Nous devons suivre l'exemple de la convention de Rio, de 1992, à partir de laquelle s'est créée une jurisprudence, où comme dans des domaines similaires, les décisions des juges ont tenu compte des questions environnementales. Il nous faut accompagner cette évolution juridique avec une grande attention. À l'évidence, un combat politique est à mener, à l'intérieur même de l'UNESCO.

Ceux qui connaissent bien la maison le savent, les États-Unis imposent une pression énorme, accompagnant systématiquement toutes les informations montant à la direction générale de leurs commentaires, critiques, remises en cause, ce qui crée une espèce de double pouvoir au sein de l'organe. Cette situation est liée à une vision politique de l'instant. Je fais d'ailleurs une distinction entre cette machine politique qui veut prendre le pouvoir partout et l'esprit créatif, le rayonnement politique des Américains dans le monde, que chacun est prêt à reconnaître et à soutenir.

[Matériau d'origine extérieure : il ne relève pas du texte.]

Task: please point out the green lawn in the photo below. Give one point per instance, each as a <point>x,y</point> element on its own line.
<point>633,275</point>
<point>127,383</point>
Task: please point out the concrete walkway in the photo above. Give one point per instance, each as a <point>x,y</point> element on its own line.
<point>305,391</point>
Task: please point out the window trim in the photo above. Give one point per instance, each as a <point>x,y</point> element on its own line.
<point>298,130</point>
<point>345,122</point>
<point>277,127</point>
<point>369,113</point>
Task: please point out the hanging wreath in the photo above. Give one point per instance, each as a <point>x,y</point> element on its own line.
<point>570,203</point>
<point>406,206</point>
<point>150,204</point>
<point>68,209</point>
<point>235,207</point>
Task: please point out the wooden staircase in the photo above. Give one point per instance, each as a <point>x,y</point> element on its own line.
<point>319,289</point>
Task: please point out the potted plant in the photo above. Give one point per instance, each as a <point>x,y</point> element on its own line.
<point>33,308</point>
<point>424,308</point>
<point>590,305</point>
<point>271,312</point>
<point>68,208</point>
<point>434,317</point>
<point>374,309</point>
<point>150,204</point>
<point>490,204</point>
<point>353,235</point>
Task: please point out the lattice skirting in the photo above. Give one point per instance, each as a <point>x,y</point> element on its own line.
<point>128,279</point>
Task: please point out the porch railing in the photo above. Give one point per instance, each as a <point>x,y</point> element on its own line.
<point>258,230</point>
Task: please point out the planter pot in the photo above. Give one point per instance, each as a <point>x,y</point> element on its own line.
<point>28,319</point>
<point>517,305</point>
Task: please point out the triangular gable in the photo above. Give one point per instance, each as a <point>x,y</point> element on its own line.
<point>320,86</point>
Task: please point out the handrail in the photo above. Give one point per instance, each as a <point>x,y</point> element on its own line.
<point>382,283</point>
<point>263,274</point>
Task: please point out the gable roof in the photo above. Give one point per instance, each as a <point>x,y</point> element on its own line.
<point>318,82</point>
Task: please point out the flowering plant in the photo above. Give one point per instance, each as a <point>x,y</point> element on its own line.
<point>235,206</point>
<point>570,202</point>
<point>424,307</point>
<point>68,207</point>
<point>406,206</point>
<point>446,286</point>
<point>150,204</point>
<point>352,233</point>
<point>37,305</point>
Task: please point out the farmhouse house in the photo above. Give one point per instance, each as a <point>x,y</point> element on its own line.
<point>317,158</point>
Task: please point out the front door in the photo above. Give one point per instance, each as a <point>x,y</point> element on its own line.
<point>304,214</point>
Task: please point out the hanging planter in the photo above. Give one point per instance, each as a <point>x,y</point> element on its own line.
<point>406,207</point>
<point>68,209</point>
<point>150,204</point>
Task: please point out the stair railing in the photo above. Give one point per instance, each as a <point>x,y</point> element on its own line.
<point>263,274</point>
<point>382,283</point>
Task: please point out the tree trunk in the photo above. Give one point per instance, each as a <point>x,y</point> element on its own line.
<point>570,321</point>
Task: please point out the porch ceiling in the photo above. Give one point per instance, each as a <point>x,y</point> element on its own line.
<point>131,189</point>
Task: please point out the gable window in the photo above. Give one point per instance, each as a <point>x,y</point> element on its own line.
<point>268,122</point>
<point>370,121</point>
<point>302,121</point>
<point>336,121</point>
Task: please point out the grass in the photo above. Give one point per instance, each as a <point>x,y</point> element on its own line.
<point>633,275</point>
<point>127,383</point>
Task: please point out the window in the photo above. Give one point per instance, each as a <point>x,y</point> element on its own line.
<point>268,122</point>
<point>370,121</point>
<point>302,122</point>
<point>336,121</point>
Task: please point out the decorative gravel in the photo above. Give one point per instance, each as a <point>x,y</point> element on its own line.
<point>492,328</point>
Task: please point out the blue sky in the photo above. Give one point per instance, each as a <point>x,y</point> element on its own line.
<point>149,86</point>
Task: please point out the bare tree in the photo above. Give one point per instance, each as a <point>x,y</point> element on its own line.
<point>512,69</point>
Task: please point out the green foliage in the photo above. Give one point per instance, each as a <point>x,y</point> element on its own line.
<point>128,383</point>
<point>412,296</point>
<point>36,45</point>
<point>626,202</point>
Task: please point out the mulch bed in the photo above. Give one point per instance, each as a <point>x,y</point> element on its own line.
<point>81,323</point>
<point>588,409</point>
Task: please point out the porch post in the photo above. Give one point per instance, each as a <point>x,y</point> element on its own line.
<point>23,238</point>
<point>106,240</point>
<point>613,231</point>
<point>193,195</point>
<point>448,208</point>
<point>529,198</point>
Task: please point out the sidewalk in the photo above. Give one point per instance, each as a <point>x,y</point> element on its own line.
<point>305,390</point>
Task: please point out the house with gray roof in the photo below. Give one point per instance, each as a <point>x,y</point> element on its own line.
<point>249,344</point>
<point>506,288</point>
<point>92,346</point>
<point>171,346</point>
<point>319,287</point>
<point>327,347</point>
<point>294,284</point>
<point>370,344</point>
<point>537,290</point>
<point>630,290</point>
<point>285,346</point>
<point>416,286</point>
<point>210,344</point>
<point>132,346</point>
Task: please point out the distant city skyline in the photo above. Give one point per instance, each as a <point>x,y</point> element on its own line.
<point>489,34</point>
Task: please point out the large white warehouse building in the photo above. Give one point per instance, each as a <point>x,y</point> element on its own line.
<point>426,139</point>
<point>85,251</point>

Il faut donc que nous commencions à anticiper, comme nous l'avons fait tout au long de ce processus, et que nous nous interrogions sur le dispositif interne qui se doit se mettre en place à l'automne 2007, selon le calendrier fixé. Selon toute vraisemblance, tout se jouera à ce moment. J'espère que d'ici là le seuil des trente ratifications sera atteint, voire dépassé.

Une Conférence des parties aura lieu ; un comité technique sera mis en place. La France interviendra-t-elle afin d'anticiper sur la préfiguration du dispositif ? Le secrétariat ne sera-t-il qu'un embryon résultant de la volonté forte de certains de le réduire au minimum ou parviendra-t-on à constituer une équipe puissante, à l'instar du comité du patrimoine mondial, créé à l'époque grâce à M. Mayor, dans le cadre de la convention de 1972, que l'on peut comparer avec la convention qui nous est soumise aujourd'hui ? La France apporte d'ailleurs un soutien constant au fonctionnement de ce comité.

L'organisation de ces structures ne s'improvisera pas, d'où la nécessité d'anticiper.

Il importe de réfléchir aux politiques à mener. Se contenter d'adopter une position d'observateur, de compter les points et de prendre connaissance d'un rapport bisannuel est très décevant.

La France doit absolument garder la même stratégie d'anticipation, en s'appuyant sur ses réseaux, pour envisager une politique dès maintenant, avant même que cette convention soit ratifiée, car elle aura un poids politique et psychologique considérable dans le monde. Elle ne doit pas baisser la garde !

À l'extérieur de l'UNESCO, nous disposons d'un réseau mondial puissant dans le domaine culturel, comprenant plus de mille alliances.

Nous avons également cent cinquante centres culturels, mais, comme nous le savons tous, madame la ministre, ce réseau ne va pas bien du tout.